Interpretive Summary: Accurate crop yield prediction is of critical importance to make strategic management decisions to sustain the yield of cotton without adversely impacting the environment. Our model, which used machine learning methods, predicted that cotton yield was more responsive to management variables (e.g., nitrogen fertilization rate, cover crop, and duration of no-till). It also predicted that the optimal nitrogen application rate to be at 60 kilograms per hectare for cotton lint yield and showed that no-till enhanced yield after 15 years of practice. In addition, long-term adoption of hairy vetch as a cover crop was predicted to have the potential to increase cotton yield as compared to winter wheat cover crop or fallow. Among the climate variables, cotton lint yield was most impacted by average maximum temperature and precipitation at flowering to open boll period. The result highlights the need to build a more robust model to determine cotton yield that can be used by extension agents or crop consultants.

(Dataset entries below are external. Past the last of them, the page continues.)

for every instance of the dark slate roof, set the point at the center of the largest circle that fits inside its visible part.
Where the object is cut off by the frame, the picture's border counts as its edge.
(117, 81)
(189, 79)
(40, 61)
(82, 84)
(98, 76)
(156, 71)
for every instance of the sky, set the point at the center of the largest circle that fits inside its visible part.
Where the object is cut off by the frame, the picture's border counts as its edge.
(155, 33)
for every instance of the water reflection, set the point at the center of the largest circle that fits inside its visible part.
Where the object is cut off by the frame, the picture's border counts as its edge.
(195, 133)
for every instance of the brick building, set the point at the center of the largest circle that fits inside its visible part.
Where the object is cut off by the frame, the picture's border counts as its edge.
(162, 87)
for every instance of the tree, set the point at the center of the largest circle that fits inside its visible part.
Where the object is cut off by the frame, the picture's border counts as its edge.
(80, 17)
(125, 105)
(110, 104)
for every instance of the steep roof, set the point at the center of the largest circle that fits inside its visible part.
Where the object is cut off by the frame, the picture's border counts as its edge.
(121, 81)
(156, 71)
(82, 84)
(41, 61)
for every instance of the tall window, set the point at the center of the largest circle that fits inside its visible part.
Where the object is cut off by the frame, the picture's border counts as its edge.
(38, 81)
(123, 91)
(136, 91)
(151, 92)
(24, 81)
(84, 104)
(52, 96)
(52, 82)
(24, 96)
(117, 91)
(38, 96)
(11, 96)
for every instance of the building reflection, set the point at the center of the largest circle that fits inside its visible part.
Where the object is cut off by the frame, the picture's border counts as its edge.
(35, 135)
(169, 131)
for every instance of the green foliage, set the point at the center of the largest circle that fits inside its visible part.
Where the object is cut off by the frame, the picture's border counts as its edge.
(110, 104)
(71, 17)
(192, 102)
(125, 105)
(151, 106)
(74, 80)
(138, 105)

Technical Abstract: Accurate predictions of crop yield are an integral part of effective agricultural tactical and strategic management decisions to sustain the yield without adversely impacting the environment. Process-based simulation models are widely used to predict crop yields, but their application remains limited by the requirements of substantial expertise, intensive data and extensive calibration. Therefore, greater attention is currently being devoted to machine learning (ML) methods that are more computationally expedient. We evaluated six ML algorithms (linear regression, ridge regression, lasso regression, random forest, XGboost and artificial neural network (ANN)) to predict cotton (Gossypium spp.) yield and determine the yield response to critical determinants using long-term (1986-2018) data on management, climate, historical yield and point measurement of soil organic carbon (SOC) from continuous no-till (NT) cotton cropping system in west Tennessee. Data from 1986-2015 were used for model training, hyper-parameterization and testing, while data from 2016-2018 were used for independent model validation. Results showed that tree-based models (random forest and XGboost) outperformed other models in predicting lint yield. The variable importance scores predicted by random forest model, indicated that cotton yield was more responsive to management variables (Nitrogen (N) fertilization rate, cover crop, and years since NT establishment) followed by soil (SOC) and climate variables at the study site. The model identified optimal N application at 60 kg ha-1 N rate for cotton lint yield, and also highlighted that the benefits of NT in enhancing yield can be achieved after 15 years of practice. The model predicted that the long-term adoption of hairy vetch (Vicia villosa), a legume cover crop, has the potential to increase cotton yield. Among the climate variables, cotton lint yield was most impacted by average maximum temperature and precipitation during flowering to open boll period. While random forest and XGboost proved to be the most effective ML models in this study, multi-site data is needed to build a more robust model with greater generalization and interpretation capabilities under a wider prediction domain.